Kid Brands, Inc.
- Company type: Public
- Traded as: Expert Market: KIDBQ
- Founded: Oakland, New Jersey (1963)
- Founder: Russell Berrie
- Fate: Bankrupted
- Headquarters: East Rutherford, New Jersey
- Key people: Guy Paglinco, CFO David Sabin, Division President Richard Schaub Jr., Division President, Glenn Langberg (CRO)
- Products: Infant and Juvenile Consumer Products
- Number of employees: 304

= Kid Brands =

American Toy Company

Kid Brands, Inc. was a company that designed, developed and distributed infant and juvenile branded products. These products were distributed through mass market, baby super stores, specialty, food, drug, independent, and e-commerce retailers worldwide.

The company’s operating business were composed of four wholly owned subsidiaries: Kids Line, LLC; LaJobi, Inc.; Sassy, Inc.; and CoCaLo, Inc. These subsidiaries designed and marketed branded infant and juvenile products in a number of complementary categories, including infant bedding and related nursery accessories and décor, food preparation and nursery appliances, and diaper bags (Kids Line and CoCaLo); nursery furniture and related products (LaJobi); and developmental toys and feeding, bath and baby care items with features that addressed the various stages of an infant’s early years (Sassy). In addition to the company’s branded products, the company also marketed certain categories or products under various licenses, including Carter's, Disney, Graco, and Serta.

Kid Brands was founded in 1963 was based in East Rutherford, New Jersey. The company had operations in southern California, New Jersey, Michigan, and in some foreign countries.

== History ==
The company, formerly known as Russ Berrie and Company, was named after its founder, the late Mr. Russell Berrie (1933-2002, aged 69), originated as a maker of stuffed animals, other toys and gifts.

As it transitioned into a pure play infant and juvenile company, it acquired the following companies:
- Sassy, Inc. (Summer 2001)
- Kids Line LLC (December 2004)
- CoCaLo, Inc. and LaJobi, Inc. (April 2008)

In December 2008, the company divested its gift business operations to The Russ Companies, Inc. (TRC), previously The Encore Group. The Company retained the Russ and Applause brands, and licensed them to TRC.

To support the company’s focus on growing a leadership position in the infant and juvenile industry, on September 23, 2009, Russ Berrie received shareholder approval to change its corporate name to Kid Brands, Inc. Along with the new name, the company’s common stock began trading under the symbol .

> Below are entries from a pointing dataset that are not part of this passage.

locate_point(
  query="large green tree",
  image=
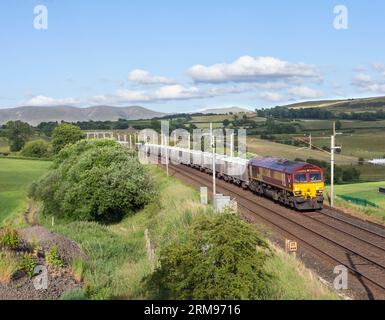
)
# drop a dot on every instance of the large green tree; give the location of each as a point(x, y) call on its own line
point(94, 181)
point(18, 133)
point(65, 134)
point(220, 257)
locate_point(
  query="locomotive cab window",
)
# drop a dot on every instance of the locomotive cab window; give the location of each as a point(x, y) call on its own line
point(315, 177)
point(300, 178)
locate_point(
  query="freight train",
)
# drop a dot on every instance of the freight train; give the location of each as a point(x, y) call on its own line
point(298, 185)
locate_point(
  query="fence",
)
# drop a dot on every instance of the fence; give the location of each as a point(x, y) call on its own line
point(358, 201)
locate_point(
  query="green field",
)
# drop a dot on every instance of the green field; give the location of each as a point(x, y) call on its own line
point(4, 147)
point(367, 146)
point(367, 191)
point(350, 105)
point(15, 177)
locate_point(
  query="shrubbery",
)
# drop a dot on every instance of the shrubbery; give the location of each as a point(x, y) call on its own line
point(221, 257)
point(94, 181)
point(37, 149)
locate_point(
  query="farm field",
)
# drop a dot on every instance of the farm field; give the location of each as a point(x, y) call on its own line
point(15, 178)
point(315, 125)
point(367, 146)
point(367, 191)
point(268, 148)
point(4, 147)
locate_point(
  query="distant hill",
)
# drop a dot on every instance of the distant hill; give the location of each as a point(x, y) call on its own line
point(349, 105)
point(225, 110)
point(36, 115)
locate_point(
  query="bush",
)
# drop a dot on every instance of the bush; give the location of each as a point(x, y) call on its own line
point(10, 238)
point(53, 258)
point(94, 181)
point(64, 135)
point(37, 149)
point(221, 257)
point(28, 264)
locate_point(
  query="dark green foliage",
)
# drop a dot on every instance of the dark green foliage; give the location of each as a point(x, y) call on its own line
point(221, 257)
point(94, 181)
point(18, 133)
point(75, 294)
point(10, 238)
point(28, 264)
point(37, 149)
point(65, 134)
point(53, 258)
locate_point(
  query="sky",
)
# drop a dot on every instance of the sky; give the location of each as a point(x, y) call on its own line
point(182, 56)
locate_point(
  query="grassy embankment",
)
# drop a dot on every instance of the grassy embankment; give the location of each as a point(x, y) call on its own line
point(15, 178)
point(117, 253)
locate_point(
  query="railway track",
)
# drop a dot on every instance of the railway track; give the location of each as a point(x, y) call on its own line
point(361, 249)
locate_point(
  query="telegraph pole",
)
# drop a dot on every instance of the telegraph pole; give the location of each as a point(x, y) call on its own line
point(332, 149)
point(213, 163)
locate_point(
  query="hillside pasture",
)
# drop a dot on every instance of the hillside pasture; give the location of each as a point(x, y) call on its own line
point(367, 145)
point(268, 148)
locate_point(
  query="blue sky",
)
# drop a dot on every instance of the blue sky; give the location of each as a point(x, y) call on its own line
point(186, 56)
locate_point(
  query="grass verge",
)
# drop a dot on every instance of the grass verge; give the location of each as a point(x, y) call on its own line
point(118, 255)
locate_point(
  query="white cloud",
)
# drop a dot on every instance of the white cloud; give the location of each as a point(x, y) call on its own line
point(304, 93)
point(44, 101)
point(146, 78)
point(165, 93)
point(362, 80)
point(250, 69)
point(271, 96)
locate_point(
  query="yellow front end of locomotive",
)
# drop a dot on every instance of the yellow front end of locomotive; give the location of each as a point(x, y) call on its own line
point(309, 190)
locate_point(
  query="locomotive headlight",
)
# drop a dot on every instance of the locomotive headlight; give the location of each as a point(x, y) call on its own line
point(297, 192)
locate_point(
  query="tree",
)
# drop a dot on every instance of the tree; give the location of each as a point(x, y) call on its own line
point(65, 134)
point(37, 149)
point(18, 133)
point(220, 257)
point(94, 181)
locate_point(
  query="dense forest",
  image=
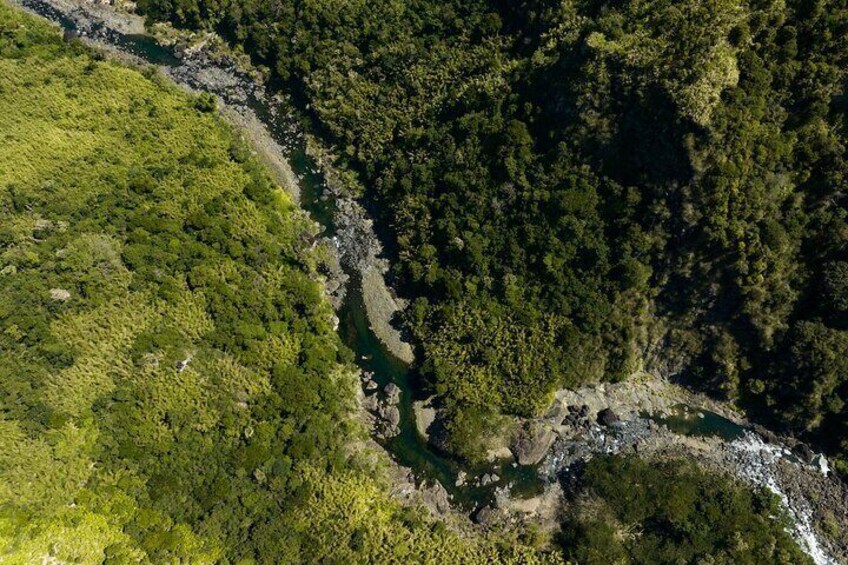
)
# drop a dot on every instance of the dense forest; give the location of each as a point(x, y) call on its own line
point(171, 389)
point(572, 190)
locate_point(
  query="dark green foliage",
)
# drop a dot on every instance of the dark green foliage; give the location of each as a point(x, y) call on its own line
point(579, 170)
point(630, 511)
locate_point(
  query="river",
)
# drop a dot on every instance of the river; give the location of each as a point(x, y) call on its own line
point(749, 456)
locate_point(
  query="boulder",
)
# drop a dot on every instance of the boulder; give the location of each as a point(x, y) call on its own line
point(371, 403)
point(436, 498)
point(803, 451)
point(393, 416)
point(425, 415)
point(392, 393)
point(533, 444)
point(607, 417)
point(486, 515)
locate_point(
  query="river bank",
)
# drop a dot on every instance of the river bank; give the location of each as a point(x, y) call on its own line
point(642, 412)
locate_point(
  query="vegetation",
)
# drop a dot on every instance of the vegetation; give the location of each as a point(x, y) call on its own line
point(557, 176)
point(631, 512)
point(171, 389)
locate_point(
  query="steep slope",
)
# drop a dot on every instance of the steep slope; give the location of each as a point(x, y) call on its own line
point(171, 388)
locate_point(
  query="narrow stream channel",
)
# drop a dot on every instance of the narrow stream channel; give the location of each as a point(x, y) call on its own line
point(409, 448)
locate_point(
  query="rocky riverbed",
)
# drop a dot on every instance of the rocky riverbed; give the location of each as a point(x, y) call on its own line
point(595, 420)
point(627, 418)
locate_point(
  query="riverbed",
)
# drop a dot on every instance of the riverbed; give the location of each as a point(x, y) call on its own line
point(655, 419)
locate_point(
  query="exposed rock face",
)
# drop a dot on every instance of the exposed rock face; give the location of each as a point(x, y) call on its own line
point(436, 498)
point(607, 417)
point(425, 415)
point(392, 393)
point(533, 444)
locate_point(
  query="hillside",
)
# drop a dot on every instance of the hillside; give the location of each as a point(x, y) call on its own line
point(572, 191)
point(171, 388)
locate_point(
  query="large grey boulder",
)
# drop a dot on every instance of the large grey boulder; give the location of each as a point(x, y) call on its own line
point(533, 444)
point(392, 393)
point(607, 417)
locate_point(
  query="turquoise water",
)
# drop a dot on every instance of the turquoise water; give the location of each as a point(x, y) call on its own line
point(693, 422)
point(409, 448)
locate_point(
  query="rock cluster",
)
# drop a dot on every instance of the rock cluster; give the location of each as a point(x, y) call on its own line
point(385, 410)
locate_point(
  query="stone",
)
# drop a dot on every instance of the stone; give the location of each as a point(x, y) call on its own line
point(607, 417)
point(425, 415)
point(392, 393)
point(371, 403)
point(820, 462)
point(485, 515)
point(803, 451)
point(393, 416)
point(533, 445)
point(436, 498)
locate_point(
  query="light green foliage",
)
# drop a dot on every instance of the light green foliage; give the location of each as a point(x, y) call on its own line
point(630, 511)
point(579, 169)
point(171, 389)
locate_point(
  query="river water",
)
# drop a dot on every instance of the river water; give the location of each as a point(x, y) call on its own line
point(409, 448)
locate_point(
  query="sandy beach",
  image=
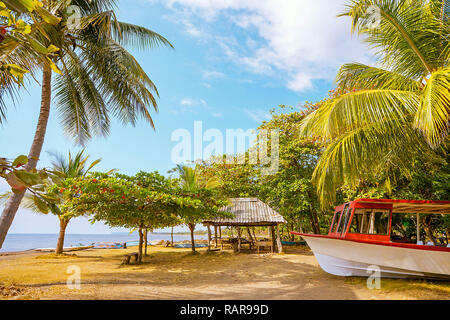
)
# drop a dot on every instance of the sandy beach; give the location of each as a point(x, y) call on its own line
point(168, 273)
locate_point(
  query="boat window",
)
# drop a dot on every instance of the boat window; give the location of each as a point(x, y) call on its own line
point(344, 219)
point(372, 221)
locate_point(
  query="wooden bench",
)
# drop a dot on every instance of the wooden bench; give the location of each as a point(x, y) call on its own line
point(127, 258)
point(262, 244)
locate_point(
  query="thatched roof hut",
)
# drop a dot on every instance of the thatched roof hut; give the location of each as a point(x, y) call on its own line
point(248, 212)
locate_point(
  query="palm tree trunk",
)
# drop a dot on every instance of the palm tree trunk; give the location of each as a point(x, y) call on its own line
point(145, 241)
point(192, 228)
point(12, 205)
point(141, 240)
point(62, 233)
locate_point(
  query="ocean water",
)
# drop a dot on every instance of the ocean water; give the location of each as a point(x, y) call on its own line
point(22, 242)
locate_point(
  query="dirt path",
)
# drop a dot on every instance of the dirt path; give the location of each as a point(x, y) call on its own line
point(175, 274)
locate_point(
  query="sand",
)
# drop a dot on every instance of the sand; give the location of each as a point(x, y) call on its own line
point(169, 273)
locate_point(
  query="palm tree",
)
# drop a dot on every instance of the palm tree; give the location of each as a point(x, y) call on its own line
point(388, 114)
point(98, 78)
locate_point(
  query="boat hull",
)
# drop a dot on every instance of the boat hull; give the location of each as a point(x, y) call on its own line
point(356, 259)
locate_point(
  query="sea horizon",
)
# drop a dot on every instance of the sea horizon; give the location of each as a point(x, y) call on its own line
point(16, 242)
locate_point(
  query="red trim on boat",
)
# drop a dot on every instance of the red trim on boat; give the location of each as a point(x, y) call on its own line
point(403, 201)
point(379, 243)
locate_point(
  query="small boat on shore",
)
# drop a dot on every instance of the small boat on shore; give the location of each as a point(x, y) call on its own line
point(293, 243)
point(65, 249)
point(360, 238)
point(188, 245)
point(110, 245)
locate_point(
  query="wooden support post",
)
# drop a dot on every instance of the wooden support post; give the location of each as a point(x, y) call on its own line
point(215, 236)
point(272, 231)
point(279, 245)
point(209, 237)
point(239, 238)
point(220, 235)
point(418, 228)
point(252, 242)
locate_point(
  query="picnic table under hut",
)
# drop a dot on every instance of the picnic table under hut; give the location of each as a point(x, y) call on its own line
point(248, 213)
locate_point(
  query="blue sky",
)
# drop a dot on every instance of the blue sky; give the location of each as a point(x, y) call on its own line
point(233, 61)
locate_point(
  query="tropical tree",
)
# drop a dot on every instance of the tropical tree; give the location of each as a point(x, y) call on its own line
point(202, 189)
point(20, 22)
point(384, 115)
point(96, 76)
point(123, 201)
point(52, 199)
point(290, 190)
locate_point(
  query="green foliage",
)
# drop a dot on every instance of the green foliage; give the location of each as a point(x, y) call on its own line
point(382, 117)
point(96, 76)
point(18, 177)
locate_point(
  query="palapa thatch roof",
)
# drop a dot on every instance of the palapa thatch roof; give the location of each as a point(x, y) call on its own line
point(248, 212)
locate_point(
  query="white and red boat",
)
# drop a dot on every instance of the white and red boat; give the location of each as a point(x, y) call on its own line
point(360, 239)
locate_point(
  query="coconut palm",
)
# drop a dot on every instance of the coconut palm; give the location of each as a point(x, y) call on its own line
point(385, 115)
point(98, 78)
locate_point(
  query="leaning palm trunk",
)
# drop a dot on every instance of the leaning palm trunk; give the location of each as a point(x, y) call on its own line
point(141, 242)
point(62, 234)
point(12, 205)
point(192, 228)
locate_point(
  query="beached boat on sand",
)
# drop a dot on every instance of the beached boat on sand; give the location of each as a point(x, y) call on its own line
point(361, 236)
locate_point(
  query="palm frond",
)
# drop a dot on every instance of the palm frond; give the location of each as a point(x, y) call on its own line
point(361, 76)
point(353, 110)
point(371, 148)
point(432, 117)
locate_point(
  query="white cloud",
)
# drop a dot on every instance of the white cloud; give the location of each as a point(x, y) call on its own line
point(187, 102)
point(258, 115)
point(301, 41)
point(212, 74)
point(217, 115)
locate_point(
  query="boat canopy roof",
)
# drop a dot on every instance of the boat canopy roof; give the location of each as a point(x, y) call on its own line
point(412, 206)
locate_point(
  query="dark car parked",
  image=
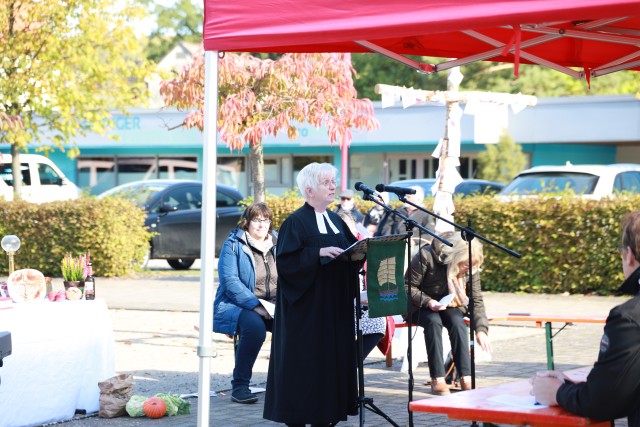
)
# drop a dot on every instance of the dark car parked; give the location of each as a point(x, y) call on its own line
point(468, 187)
point(174, 213)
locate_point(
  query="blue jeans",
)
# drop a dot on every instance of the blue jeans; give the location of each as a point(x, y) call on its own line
point(252, 330)
point(432, 322)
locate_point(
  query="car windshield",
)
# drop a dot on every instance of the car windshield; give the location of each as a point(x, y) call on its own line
point(552, 182)
point(426, 185)
point(138, 194)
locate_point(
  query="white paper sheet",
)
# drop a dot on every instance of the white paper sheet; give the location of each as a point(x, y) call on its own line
point(446, 299)
point(269, 306)
point(526, 402)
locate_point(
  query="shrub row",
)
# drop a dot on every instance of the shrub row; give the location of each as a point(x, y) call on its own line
point(112, 230)
point(567, 244)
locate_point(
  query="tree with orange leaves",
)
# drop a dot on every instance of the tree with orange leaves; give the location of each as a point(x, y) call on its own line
point(260, 97)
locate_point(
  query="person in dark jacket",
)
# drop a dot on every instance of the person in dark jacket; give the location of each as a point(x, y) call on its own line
point(247, 273)
point(435, 272)
point(612, 388)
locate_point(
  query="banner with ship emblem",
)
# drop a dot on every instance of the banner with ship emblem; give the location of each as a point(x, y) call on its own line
point(385, 277)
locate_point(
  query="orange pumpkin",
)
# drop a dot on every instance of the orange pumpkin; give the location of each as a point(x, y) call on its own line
point(154, 407)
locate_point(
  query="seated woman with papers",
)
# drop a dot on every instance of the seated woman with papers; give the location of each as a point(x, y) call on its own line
point(248, 282)
point(438, 277)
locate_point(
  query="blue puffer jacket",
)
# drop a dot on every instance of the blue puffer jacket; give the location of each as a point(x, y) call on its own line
point(237, 274)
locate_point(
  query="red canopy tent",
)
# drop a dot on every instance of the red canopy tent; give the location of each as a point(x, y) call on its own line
point(595, 37)
point(599, 36)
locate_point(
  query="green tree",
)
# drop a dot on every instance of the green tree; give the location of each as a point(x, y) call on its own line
point(63, 67)
point(260, 97)
point(181, 21)
point(502, 161)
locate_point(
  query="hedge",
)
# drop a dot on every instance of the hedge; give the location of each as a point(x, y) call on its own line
point(567, 244)
point(111, 229)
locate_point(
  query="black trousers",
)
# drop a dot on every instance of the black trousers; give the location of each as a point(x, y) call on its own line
point(432, 323)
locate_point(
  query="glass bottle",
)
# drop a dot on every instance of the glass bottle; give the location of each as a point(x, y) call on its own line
point(89, 282)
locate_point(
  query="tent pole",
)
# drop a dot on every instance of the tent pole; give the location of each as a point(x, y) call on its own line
point(208, 234)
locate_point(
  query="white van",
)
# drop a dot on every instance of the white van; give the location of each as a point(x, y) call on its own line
point(42, 180)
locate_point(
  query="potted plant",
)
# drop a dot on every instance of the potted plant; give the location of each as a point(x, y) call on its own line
point(73, 269)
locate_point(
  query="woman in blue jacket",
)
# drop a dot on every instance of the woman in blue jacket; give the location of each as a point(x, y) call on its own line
point(247, 274)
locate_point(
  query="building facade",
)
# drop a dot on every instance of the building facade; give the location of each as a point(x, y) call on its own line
point(150, 144)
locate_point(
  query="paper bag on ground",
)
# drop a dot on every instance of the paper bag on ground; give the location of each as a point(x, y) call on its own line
point(114, 395)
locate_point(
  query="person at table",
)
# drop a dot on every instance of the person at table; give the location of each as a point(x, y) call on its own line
point(612, 388)
point(393, 224)
point(435, 272)
point(312, 368)
point(247, 273)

By April 2011, The Russ Companies filed for Chapter 7 Liquidation Bankruptcy and no longer exists as an entity. A number of investors purchased its inventory, including its Barbie Pets and Raggedy Ann & Andy brands.

As of 2011, Kid Brands continued to produce mattresses and other bedding. It was reportedly unclear what would happen to Applause after the brand was licensed out.

== Shining Stars ==
The Shining Stars program was introduced in partnership with the International Star Registry. Russ Berrie's Shining Star Friends product line was introduced to market the program.

A message on the Shining Stars website states that, "Russ Berrie Inc. the licensor of the Shining Stars brand filed for Chapter 7 Bankruptcy on 26th April 2011 and therefore we apologize that the Shining Stars website associated with the Russ Berrie Shining Star products is no longer maintained."

The promise of a second generation of Shining Star toys in 2012 had failed to materialize by the beginning of 2013, with no further updates having been made as of January 2016.

== Philanthropy ==
The Russ Berrie Institute for Professional Sales at William Paterson University is named after Russ Berrie.

In 1993, Russ Berrie made a gift of $1 million to build a new performing arts center and learning facility at Ramapo College, in Mahwah, New Jersey called, "The Angelica and Russ Berrie Center for Performing Arts".